What you can do about it

  1. Do an audit of all systems- understand what systems you have and what data, in particular sensitive data, they house. It’s critical to understand the systems that identity management practices will need to extend to.
  2. Conduct an asset inventory- much like the previous bullet point, understanding your asset environment is a critical first step in establishing a comprehensive IAM program to understand what your policies need to apply to.
  3. Establish a source of truth- establish a centralized repository for your user environment to be able to connect and more easily roll out identity management policies and technology.  
  4. Invest in software- once you understand the scope of your environment and implement basic, organizational practices around user creation, you can capitalize on the benefits of software. It’s the evolving school of thought that with technology rapidly evolving toward cloud-first infrastructure, your relevant software should be similarly structured for consistent speed of scale and digital acceleration.

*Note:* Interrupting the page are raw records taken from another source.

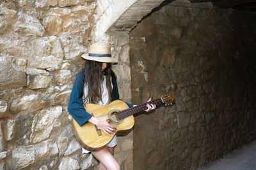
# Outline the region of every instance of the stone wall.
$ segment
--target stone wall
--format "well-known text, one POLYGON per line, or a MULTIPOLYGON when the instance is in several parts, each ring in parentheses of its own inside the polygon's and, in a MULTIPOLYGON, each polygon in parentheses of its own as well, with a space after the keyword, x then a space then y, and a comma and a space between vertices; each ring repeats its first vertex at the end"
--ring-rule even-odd
POLYGON ((256 139, 255 14, 167 5, 130 33, 134 169, 195 169, 256 139))
MULTIPOLYGON (((95 169, 82 155, 67 111, 69 95, 101 16, 93 0, 0 3, 0 169, 95 169)), ((127 34, 101 39, 119 62, 113 66, 120 97, 131 102, 127 34)), ((118 138, 116 157, 132 167, 132 133, 118 138)))

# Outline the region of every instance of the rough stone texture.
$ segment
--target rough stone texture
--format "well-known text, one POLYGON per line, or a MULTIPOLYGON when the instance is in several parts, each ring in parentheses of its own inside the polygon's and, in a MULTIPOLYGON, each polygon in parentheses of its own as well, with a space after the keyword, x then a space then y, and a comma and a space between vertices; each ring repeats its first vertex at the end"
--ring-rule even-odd
POLYGON ((49 36, 37 39, 32 43, 35 53, 29 59, 29 66, 38 69, 60 68, 64 55, 57 37, 49 36))
POLYGON ((29 76, 29 85, 31 89, 47 88, 49 86, 52 77, 51 76, 38 75, 36 76, 29 76))
POLYGON ((31 145, 13 149, 12 152, 12 168, 20 169, 34 163, 35 152, 31 145))
POLYGON ((255 14, 167 5, 130 33, 134 169, 196 169, 256 139, 255 14))
POLYGON ((63 158, 60 163, 58 169, 79 169, 79 165, 76 160, 70 157, 63 158))
POLYGON ((10 56, 0 54, 0 90, 26 85, 26 74, 12 64, 10 56))
POLYGON ((6 116, 7 112, 7 103, 5 101, 0 101, 0 117, 4 117, 6 116))
POLYGON ((36 94, 31 94, 17 98, 12 102, 10 110, 12 113, 26 111, 33 113, 44 107, 44 100, 36 94))
POLYGON ((60 125, 58 117, 62 113, 62 107, 57 106, 49 110, 42 110, 35 115, 32 124, 30 141, 41 141, 49 136, 54 127, 60 125))
POLYGON ((4 136, 6 141, 12 140, 16 135, 17 124, 15 120, 7 120, 4 125, 4 136))
POLYGON ((4 134, 3 129, 4 127, 4 122, 0 121, 0 151, 5 150, 6 148, 6 143, 5 141, 4 134))

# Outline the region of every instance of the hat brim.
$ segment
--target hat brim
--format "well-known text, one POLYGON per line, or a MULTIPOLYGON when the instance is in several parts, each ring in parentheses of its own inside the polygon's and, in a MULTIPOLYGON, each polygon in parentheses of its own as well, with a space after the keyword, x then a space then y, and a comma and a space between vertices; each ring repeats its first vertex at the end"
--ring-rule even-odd
POLYGON ((88 53, 84 53, 82 55, 82 58, 89 60, 95 60, 97 62, 117 62, 118 60, 112 57, 91 57, 88 56, 88 53))

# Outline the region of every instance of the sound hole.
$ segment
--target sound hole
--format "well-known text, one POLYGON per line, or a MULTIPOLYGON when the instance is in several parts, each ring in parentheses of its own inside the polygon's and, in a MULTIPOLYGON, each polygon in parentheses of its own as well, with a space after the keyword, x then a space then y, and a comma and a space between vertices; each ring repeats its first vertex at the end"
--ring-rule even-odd
POLYGON ((123 119, 120 119, 118 110, 112 110, 108 114, 108 117, 110 118, 110 122, 113 124, 120 124, 123 122, 123 119))

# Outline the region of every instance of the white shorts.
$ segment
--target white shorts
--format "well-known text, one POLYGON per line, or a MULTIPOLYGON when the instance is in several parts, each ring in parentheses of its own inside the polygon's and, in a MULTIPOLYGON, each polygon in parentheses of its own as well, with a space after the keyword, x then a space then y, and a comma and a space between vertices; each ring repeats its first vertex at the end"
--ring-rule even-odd
MULTIPOLYGON (((115 135, 114 137, 112 138, 112 139, 109 142, 109 143, 107 144, 107 146, 109 148, 113 148, 116 146, 117 145, 116 142, 116 135, 115 135)), ((82 153, 87 153, 91 152, 90 151, 88 151, 84 148, 82 148, 82 153)))

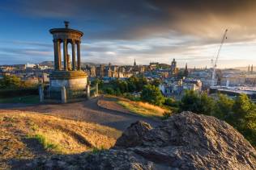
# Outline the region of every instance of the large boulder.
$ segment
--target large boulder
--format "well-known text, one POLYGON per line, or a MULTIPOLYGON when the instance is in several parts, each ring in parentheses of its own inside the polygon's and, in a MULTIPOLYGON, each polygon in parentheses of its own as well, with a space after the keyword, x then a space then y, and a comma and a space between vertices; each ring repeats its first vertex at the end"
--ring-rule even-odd
POLYGON ((132 123, 117 140, 114 149, 136 147, 143 143, 143 135, 152 129, 152 126, 143 121, 132 123))
POLYGON ((144 125, 143 122, 131 125, 121 137, 123 139, 117 140, 114 149, 96 154, 37 159, 24 168, 256 169, 254 148, 234 128, 213 117, 183 112, 171 116, 156 128, 144 125), (138 126, 144 131, 140 134, 137 130, 130 131, 138 126), (137 139, 130 140, 132 137, 137 139), (125 143, 125 139, 129 144, 125 143))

Put in layman's terms, look for the following software with SaaS capabilities:
  • Access Management Software: add a layers of security to user credentials using Single-Sign-On (SSO) and/or Multi-Factor Authentication (MFA) technology
  • Identity Governance: put security controls around the access granted to users, be able to make automated and actionable decisions (think provisioning, de-provisioning, change management), and have this information visible from a single view. Many software providers will leverage AI/ML technology to help companies identify risks in user populations (ex: access anomalies)
  • Privileged Access Management (PAM)- implements controls and monitoring around elevated access and permissions in your environment.
  • Other complimentary software: data access governance technologies can help identify, remediate, and control both structured and unstructured data in your environment- and then tie it to your identities for enhanced identity management. Data Loss Prevention could be implemented to control the movement of data in and out of your environment. Similarly, cloud access management software helps to consolidate visibility and controls extending into public cloud infrastructures.

Conclusion

So, while we can expect security standards to continue to change as a reflection of continued digitalization, one constant will always be the need to secure user identities and data.